Ma il malcontento restava comunque alto, evidentemente sorretto da condizioni di vita che rimanevano alquanto grame. Nel corso di una carestia, nel 1898, il rincaro del prezzo del pane porta ancora una volta la gente a sollevarsi a Foggia: viene incendiata la sede municipale.

Il Novecento, secolo tragico illuminato da Padre Pio
L’episodio, che chiude significativamente l’800, è quanto mai emblematico delle contraddizioni e delle amarezze che la Capitanata ha conosciuto anche durante il XX secolo. Notevole è stato il tributo di vittime pagato alla vittoria della Prima Guerra Mondiale, dichiarata, peraltro, da un illustre figlio della Capitanata, il Primo Ministro Antonio Salandra, nativo di Troia.
Gli anni del dopoguerra registrano una forte tensione nelle campagne e le prime proteste bracciantili, guidate da Giuseppe Di Vittorio, sindacalista di Cerignola che avrebbe guidato anche la Federazione Sindacale Mondiale.
Il fascismo avvia una serie di opere di bonifica e completa l'acquedotto pugliese, cercando di restituire un ruolo guida soprattutto a Foggia. Ma il progetto naufraga sotto i colpi delle bombe alleate, durante la seconda guerra mondiale, che si avventano con particolare e drammatica virulenza su Foggia, nodo ferroviario strategico.
I bombardamenti che insanguinano la città nel luglio e nell’agosto del 1943 provocheranno 22.000 vittime, facendo meritare a Foggia la medaglia d’oro al valore civile.
Il disastro più grave, in una storia plurimillenaria, costellata da ripetuti disastri, calamità e distruzioni di ogni genere.
La seconda metà del secolo viene scandita da due eventi importanti, che aprono per l’economia provinciale nuove prospettive di crescita e di sviluppo.
Negli anni Sessanta, il contemporaneo avvio della industrializzazione e la creazione del sistema irriguo voluto dalla Cassa per il Mezzogiorno, rendono possibile un nuovo ordinamento colturale (vengono così introdotte coltivazioni come la barbabietola ed il pomodoro tipicamente industriali ) e soprattutto agganciano finalmente l’agricoltura a prospettive di tipo industriale.
Ma lo “sviluppo possibile” procede non senza contraddizioni.
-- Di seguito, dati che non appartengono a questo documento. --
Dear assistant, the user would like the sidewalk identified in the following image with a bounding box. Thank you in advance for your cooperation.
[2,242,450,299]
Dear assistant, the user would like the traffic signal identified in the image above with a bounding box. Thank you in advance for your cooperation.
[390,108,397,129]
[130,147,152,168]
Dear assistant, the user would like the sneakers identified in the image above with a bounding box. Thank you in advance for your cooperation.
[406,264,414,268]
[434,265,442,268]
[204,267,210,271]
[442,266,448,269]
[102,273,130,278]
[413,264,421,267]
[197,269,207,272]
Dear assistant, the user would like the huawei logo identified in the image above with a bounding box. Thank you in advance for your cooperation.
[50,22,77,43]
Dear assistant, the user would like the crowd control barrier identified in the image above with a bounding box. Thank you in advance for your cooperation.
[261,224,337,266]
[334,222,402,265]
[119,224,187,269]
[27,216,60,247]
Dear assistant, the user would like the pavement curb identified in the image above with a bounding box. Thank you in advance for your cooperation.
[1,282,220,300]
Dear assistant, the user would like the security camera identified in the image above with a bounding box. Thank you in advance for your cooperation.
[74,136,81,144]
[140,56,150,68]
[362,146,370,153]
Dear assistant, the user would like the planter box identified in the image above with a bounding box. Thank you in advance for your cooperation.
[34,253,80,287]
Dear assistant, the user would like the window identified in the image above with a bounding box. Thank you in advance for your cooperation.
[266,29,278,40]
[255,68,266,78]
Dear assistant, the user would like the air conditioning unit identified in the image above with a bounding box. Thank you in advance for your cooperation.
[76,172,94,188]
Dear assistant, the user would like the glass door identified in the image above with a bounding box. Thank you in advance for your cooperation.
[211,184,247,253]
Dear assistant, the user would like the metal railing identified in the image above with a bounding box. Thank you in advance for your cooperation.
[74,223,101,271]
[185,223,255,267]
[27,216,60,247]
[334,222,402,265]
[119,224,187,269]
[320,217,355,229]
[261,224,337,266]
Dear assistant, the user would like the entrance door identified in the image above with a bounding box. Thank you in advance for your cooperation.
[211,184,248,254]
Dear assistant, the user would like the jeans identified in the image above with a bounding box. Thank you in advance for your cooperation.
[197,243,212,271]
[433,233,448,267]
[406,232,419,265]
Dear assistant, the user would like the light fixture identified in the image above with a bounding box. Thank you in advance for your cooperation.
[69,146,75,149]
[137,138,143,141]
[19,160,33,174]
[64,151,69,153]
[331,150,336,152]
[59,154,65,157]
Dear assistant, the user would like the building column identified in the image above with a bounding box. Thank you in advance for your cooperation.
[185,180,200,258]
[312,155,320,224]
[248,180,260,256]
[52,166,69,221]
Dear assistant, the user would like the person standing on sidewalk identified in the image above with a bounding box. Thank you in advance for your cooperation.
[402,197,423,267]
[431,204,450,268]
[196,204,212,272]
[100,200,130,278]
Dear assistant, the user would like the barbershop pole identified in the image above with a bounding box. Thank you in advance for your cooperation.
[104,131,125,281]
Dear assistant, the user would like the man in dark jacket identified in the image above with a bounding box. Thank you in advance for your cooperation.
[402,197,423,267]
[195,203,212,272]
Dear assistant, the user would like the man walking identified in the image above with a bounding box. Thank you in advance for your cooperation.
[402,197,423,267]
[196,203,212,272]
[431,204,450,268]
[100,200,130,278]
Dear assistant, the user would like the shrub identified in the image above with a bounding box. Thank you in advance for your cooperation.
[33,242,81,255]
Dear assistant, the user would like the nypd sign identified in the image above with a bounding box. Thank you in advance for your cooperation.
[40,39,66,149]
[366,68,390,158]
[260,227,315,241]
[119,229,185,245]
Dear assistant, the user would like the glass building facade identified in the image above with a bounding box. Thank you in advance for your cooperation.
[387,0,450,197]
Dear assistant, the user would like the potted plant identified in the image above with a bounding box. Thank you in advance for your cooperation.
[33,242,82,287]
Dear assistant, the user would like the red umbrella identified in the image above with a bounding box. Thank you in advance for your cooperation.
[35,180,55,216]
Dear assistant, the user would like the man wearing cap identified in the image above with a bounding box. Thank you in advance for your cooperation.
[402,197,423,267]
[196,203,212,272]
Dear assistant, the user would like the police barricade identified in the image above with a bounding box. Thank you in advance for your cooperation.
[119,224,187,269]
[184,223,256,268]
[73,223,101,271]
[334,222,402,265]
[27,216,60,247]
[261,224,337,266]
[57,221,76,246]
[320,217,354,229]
Nelle viscere del Subappennino Dauno vengono scoperti giacimenti metaniferi tra i più grandi d’Italia, che tuttavia non serviranno per alimentare l’apparato industriale locale. Alcuni insediamenti industriali, come il petrolchimico di Manfredonia, protagonista negli anni Settanta di una drammatica fuoriuscita di arsenico, sono assolutamente sganciati dalle vocazioni locali, e chiudono i battenti.
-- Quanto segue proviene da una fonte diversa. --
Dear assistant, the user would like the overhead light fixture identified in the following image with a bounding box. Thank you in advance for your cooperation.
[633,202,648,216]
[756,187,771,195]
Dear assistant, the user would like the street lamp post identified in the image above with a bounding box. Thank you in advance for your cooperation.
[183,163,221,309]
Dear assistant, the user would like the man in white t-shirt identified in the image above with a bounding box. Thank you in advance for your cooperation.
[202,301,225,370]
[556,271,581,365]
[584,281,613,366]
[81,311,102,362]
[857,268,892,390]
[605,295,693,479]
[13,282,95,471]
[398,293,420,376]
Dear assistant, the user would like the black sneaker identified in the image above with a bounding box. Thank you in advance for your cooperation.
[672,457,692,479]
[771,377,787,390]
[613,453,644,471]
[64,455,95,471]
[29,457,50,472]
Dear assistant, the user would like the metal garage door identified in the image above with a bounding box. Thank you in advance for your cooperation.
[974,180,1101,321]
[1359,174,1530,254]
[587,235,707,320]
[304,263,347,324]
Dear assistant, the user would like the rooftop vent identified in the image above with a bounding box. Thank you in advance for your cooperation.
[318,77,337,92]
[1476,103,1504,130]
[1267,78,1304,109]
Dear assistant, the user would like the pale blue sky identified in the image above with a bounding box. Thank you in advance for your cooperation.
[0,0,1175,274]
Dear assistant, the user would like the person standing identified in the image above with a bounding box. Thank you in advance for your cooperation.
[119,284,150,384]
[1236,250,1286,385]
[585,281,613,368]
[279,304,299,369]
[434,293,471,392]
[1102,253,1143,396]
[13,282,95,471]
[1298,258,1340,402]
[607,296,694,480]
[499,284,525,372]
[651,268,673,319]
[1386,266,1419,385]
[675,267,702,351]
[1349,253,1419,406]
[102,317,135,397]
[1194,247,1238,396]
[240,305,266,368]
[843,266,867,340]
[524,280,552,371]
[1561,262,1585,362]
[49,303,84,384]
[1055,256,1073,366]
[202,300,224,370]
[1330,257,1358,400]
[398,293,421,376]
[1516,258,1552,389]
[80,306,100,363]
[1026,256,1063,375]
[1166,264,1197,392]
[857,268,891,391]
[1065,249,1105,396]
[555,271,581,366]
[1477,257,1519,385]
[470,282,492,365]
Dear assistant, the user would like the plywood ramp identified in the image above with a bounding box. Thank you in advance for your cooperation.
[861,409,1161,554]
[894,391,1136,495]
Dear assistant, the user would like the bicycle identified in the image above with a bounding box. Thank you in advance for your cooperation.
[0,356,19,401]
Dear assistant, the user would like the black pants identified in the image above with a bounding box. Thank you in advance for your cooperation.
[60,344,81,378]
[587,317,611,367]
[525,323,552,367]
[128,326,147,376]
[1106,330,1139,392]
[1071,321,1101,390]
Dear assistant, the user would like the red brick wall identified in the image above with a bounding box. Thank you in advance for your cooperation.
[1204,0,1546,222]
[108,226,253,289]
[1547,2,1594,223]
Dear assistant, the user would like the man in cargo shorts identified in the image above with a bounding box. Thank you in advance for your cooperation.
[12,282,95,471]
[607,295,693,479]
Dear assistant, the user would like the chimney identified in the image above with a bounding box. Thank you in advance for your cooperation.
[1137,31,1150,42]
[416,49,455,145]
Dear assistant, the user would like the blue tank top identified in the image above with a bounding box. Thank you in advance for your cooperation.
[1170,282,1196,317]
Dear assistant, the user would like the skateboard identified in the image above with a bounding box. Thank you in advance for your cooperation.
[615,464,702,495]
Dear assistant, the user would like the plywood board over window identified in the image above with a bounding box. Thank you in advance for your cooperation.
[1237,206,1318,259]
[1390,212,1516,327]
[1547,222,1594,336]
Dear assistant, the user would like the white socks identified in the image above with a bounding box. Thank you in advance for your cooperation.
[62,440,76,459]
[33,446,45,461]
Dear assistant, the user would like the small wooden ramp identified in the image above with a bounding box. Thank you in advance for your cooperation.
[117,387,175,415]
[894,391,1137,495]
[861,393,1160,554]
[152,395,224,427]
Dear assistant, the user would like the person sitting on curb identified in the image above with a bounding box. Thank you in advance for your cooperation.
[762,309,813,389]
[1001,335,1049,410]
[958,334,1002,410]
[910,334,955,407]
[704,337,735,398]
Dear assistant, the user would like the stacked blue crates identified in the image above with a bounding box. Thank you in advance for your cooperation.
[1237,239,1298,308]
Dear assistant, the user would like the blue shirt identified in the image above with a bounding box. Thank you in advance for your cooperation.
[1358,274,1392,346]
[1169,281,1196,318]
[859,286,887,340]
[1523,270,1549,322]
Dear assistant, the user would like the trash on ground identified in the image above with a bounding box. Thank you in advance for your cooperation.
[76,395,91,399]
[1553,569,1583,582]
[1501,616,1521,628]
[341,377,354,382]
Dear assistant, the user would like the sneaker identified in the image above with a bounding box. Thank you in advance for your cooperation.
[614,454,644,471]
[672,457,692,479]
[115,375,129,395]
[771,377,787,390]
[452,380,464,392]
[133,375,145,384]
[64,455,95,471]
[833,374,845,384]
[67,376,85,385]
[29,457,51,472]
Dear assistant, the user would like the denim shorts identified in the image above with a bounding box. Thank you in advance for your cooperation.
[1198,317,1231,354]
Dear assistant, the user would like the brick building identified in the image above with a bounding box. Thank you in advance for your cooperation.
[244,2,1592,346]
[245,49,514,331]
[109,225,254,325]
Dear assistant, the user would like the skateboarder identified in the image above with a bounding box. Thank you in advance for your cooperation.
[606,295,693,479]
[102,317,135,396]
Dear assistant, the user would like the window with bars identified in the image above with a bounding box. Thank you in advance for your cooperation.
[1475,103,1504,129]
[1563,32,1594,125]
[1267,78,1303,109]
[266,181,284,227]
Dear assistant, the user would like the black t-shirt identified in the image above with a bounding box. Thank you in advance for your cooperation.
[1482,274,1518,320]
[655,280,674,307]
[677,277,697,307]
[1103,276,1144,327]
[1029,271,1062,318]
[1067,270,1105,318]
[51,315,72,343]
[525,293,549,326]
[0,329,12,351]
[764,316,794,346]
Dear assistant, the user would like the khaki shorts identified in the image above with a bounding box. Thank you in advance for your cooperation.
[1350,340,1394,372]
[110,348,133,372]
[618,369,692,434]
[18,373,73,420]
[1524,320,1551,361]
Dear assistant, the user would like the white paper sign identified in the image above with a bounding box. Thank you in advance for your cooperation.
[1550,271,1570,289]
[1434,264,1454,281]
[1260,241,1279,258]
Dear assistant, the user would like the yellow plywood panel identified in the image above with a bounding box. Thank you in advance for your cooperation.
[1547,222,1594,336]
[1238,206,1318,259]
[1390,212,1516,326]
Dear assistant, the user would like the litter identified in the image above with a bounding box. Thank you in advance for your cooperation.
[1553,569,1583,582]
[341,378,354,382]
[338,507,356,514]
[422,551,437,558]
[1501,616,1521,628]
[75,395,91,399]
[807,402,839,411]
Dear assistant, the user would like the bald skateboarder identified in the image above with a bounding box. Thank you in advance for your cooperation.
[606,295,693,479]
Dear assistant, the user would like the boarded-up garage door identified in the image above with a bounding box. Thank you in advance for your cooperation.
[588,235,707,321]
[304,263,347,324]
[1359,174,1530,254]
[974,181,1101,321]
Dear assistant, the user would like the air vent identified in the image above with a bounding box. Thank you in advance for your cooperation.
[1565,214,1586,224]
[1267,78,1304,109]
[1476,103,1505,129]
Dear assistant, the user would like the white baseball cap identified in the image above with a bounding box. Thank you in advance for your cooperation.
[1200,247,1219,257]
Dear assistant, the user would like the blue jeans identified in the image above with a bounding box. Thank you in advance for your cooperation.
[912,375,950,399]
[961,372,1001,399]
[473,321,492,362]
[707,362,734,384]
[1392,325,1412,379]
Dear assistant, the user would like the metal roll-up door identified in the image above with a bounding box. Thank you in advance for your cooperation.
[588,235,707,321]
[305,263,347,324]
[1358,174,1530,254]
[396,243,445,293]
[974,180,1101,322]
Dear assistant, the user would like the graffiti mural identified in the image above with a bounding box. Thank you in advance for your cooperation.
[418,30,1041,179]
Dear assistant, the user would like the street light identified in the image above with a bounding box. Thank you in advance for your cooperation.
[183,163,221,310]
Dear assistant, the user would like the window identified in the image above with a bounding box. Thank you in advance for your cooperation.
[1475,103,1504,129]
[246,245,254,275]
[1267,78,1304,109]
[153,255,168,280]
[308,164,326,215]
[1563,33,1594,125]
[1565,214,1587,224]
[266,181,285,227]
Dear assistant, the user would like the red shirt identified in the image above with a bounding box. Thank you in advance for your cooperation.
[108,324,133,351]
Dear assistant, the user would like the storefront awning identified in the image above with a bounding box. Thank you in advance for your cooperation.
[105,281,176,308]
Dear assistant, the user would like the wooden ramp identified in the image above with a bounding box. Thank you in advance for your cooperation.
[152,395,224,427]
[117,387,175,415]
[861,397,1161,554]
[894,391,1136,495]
Il Novecento si conclude però con una speranza legata alla presenza in Capitanata di una delle figure più grandi del secolo: Padre Pio da Pietrelcina, l’umile frate colpito dalle stimmate, e morto in odore di santità a San Giovanni Rotondo, dopo aver fondato uno degli ospedali più avanzati e grandi d’Italia, per lenire le sofferenze umane.
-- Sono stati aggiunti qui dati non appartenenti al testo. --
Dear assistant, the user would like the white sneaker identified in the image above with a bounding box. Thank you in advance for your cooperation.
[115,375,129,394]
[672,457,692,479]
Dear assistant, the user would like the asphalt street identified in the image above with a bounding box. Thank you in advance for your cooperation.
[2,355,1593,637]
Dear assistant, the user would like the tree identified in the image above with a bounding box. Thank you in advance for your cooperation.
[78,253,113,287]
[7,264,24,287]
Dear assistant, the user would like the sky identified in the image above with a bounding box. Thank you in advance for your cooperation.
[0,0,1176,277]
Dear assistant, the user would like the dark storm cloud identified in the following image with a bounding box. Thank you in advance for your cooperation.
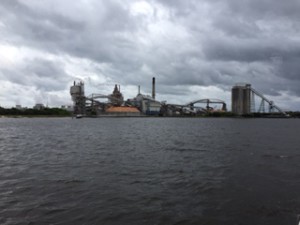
[0,0,84,44]
[0,0,139,63]
[1,58,70,91]
[280,57,300,80]
[223,0,300,20]
[1,0,300,108]
[154,0,197,17]
[203,38,293,63]
[190,1,300,96]
[155,0,300,98]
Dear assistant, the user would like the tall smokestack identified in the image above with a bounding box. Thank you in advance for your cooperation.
[152,77,155,99]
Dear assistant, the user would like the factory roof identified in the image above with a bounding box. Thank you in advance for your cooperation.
[106,106,140,113]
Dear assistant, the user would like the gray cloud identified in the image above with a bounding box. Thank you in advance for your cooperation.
[1,58,70,91]
[223,0,300,20]
[0,0,300,109]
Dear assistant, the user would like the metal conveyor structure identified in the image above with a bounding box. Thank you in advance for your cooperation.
[250,87,287,115]
[186,99,227,112]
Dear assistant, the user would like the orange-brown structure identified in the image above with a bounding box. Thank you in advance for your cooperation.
[104,106,142,116]
[106,106,140,113]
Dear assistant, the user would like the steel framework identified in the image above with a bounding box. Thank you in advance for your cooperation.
[186,98,227,112]
[250,87,287,115]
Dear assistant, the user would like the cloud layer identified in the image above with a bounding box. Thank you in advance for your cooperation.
[1,0,300,110]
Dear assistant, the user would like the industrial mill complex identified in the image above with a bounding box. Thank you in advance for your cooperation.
[70,78,288,117]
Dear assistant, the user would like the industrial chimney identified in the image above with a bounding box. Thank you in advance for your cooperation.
[152,77,156,99]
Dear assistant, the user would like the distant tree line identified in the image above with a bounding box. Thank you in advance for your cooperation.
[286,111,300,118]
[0,107,71,116]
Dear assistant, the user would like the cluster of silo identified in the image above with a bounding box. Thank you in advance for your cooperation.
[232,84,288,116]
[231,84,252,115]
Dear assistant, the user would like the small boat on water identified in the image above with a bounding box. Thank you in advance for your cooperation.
[75,114,83,119]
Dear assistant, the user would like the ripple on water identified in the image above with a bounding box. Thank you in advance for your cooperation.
[0,118,300,225]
Per salutare Padre Pio in provincia di Foggia è venuto lo stesso Papa Giovanni Paolo II, ed in vista del Giubileo del 2000 potrebbe positivamente concludersi il processo di beatificazione in corso.
Con la speranza che l’esempio di Padre Pio, il suo rigore, il suo coraggio, la sua fede possano aiutare le popolazioni di Capitanata a ritrovare, nel Terzo Millennio, la grandezza della loro storia e della loro tradizione.